Last month I wrote about a Democratic, white, congressional candidate who was being criticized because he was competing in an historically black Brooklyn district. (The 11th district primary in New York is Sept. 12.) I raised the point about whether blacks office holders in Virginia’s General Assembly might agree to some redistricting that would make their seats less safe (but by no means make them underdogs) in exchange for making other seats that are now reliably Republican more competitive for Democrats.

In the current issue of Democratic Strategist, that topic is covered, with similar questions being asked.

Regardless of their race or the racial composition of their districts, far too many Democrats in the U.S. House are representing too-safe districts, a reality which prevents the party from maximizing its House seat share. The “unholy alliance” forged between Republicans and minority Democrats led to the election of more CBC and CHC members to Congress, but also more Republicans. As well, many white Democrats enjoy unusual electoral security. A new alliance between white and minority Democrats must be forged, with the goal of redrawing the 2012 maps to enable Democrats to recapture-or, if already recaptured, retain-a House majority.

…[I]n Georgia, for example, where the congressional delegation in 1990 had eight white Democrats, one black Democrat, and one Newt Gingrich, after redistricting, there were three black Democrats and eight Newt Gingrich clones. Since the white Dems had to pay close attention to their black constituents prior to redistricting, while the Gingrichites did not afterwards, are African-Americans better represented under this arrangement? Maybe, maybe not — it depends how important you think it is to have a person of the same race representing you in Washington, as opposed to someone who needs to pay attention to you.
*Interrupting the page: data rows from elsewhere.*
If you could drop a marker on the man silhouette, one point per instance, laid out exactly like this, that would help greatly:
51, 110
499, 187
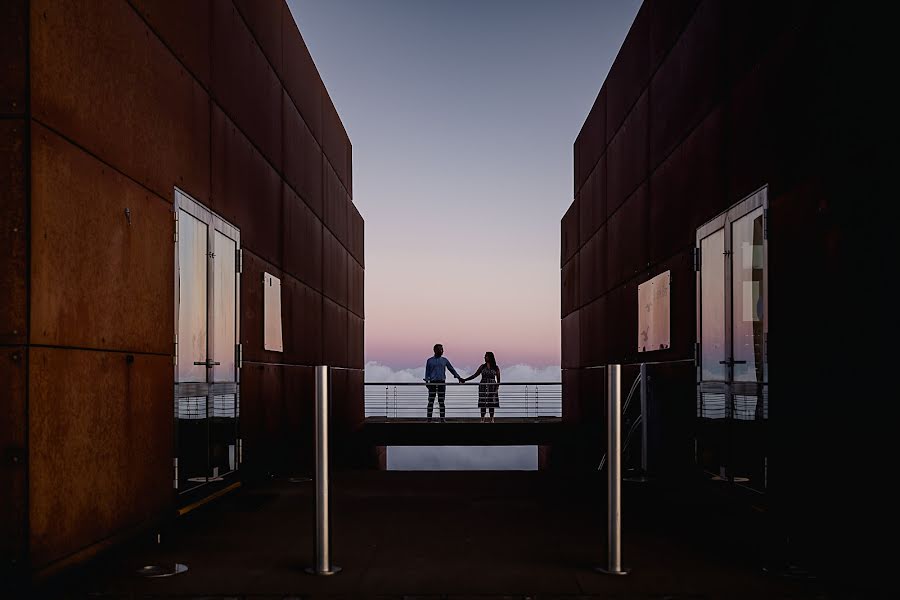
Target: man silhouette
435, 375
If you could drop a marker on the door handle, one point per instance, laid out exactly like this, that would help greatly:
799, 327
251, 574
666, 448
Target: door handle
207, 363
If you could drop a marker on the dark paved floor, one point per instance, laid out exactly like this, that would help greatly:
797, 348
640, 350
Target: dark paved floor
481, 534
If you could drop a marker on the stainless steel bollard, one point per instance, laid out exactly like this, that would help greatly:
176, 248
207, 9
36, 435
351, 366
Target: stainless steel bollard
614, 470
322, 557
644, 418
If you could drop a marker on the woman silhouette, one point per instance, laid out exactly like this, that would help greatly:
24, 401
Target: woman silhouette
488, 395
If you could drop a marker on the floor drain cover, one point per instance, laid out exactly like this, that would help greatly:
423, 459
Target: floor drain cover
162, 570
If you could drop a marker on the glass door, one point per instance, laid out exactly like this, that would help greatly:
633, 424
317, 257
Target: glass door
207, 364
732, 367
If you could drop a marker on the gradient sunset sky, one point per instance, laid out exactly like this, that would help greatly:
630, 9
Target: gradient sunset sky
462, 115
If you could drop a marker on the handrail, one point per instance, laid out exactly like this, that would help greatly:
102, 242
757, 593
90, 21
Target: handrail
627, 441
409, 383
411, 401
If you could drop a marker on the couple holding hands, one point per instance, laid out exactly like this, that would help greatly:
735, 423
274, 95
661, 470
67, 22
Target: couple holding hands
435, 379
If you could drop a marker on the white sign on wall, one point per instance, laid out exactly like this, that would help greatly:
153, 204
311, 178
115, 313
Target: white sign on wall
653, 313
272, 339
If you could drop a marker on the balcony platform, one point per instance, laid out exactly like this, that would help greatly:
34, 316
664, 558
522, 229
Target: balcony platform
461, 431
451, 535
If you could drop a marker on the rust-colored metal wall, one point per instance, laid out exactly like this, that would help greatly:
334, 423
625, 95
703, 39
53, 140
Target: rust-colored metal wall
13, 287
707, 102
108, 105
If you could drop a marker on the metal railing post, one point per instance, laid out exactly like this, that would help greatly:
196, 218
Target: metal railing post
614, 470
322, 551
644, 418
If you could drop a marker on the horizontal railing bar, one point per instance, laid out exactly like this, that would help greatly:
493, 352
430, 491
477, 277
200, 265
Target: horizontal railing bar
454, 383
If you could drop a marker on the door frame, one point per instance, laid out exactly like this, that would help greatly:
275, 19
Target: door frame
757, 199
185, 202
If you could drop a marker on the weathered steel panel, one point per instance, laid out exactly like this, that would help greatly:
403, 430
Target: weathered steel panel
356, 285
591, 141
336, 207
688, 82
102, 255
264, 19
303, 168
571, 282
299, 418
569, 242
334, 276
668, 19
627, 243
118, 91
252, 309
303, 323
100, 446
301, 78
334, 332
244, 83
246, 190
626, 157
302, 241
593, 201
356, 341
629, 73
184, 27
594, 333
571, 340
688, 189
357, 227
13, 481
13, 239
262, 419
13, 56
592, 267
335, 142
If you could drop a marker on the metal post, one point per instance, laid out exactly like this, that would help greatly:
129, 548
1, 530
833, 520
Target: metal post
614, 469
644, 418
322, 549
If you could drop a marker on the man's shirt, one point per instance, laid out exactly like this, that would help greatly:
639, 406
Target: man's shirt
435, 369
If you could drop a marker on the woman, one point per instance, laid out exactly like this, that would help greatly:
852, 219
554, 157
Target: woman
488, 397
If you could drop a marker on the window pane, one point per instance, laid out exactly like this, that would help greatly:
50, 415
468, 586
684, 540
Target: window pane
224, 280
192, 261
712, 305
747, 268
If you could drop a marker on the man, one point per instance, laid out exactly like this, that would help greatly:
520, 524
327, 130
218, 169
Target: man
435, 376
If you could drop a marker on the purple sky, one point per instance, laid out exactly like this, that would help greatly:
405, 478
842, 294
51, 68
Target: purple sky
462, 116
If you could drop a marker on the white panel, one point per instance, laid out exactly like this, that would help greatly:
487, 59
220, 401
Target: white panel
272, 339
653, 313
192, 265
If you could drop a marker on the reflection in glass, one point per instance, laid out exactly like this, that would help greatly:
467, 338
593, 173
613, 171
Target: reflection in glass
224, 313
192, 433
712, 405
747, 296
192, 260
223, 434
712, 301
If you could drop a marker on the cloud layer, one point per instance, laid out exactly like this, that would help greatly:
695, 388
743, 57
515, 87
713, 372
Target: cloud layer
462, 458
377, 372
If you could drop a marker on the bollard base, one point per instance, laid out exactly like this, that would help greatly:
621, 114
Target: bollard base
313, 571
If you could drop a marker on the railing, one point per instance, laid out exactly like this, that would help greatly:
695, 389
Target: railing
642, 383
535, 401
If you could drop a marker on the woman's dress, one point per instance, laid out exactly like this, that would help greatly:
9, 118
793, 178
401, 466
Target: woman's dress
488, 395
…Rep. John Lewis, who holds that one Atlanta seat that has been African-American since Andrew Young won it in 1972, has been a leader in making the point that if Congress is led by a majority that is hostile to African-Americans, it really doesn’t matter if they have a handful more members of the minority caucus.

This is a discussion that needs to happen in Virginia. I don’t know that there are black districts that can be safely gerrymandered to protect both the incumbent and add a competitive district for another Democrat. But it’s worth a look. With the inordinate power the House Black Caucus seems to hold over the leadership, it will be a challenge to even bring up the question.

After a trip to the woodshed, I’ve learned that black members of the Virginia General Assembly have opposed “packed” minority districts as a dilution of minority voting rights. From a brief supporting a challenge to the state’s 2001 redistricting plan, the implication drawn (see comments) is that they (today, all are Democrats) would welcome redistricting that would dilute the number of black voters in their districts. If that implication is correct, it bodes well for the next redistricting, assuming Democrats have greater input into the process than they had in the last one and that redrawn districts would increase the chances of more Democrats being elected.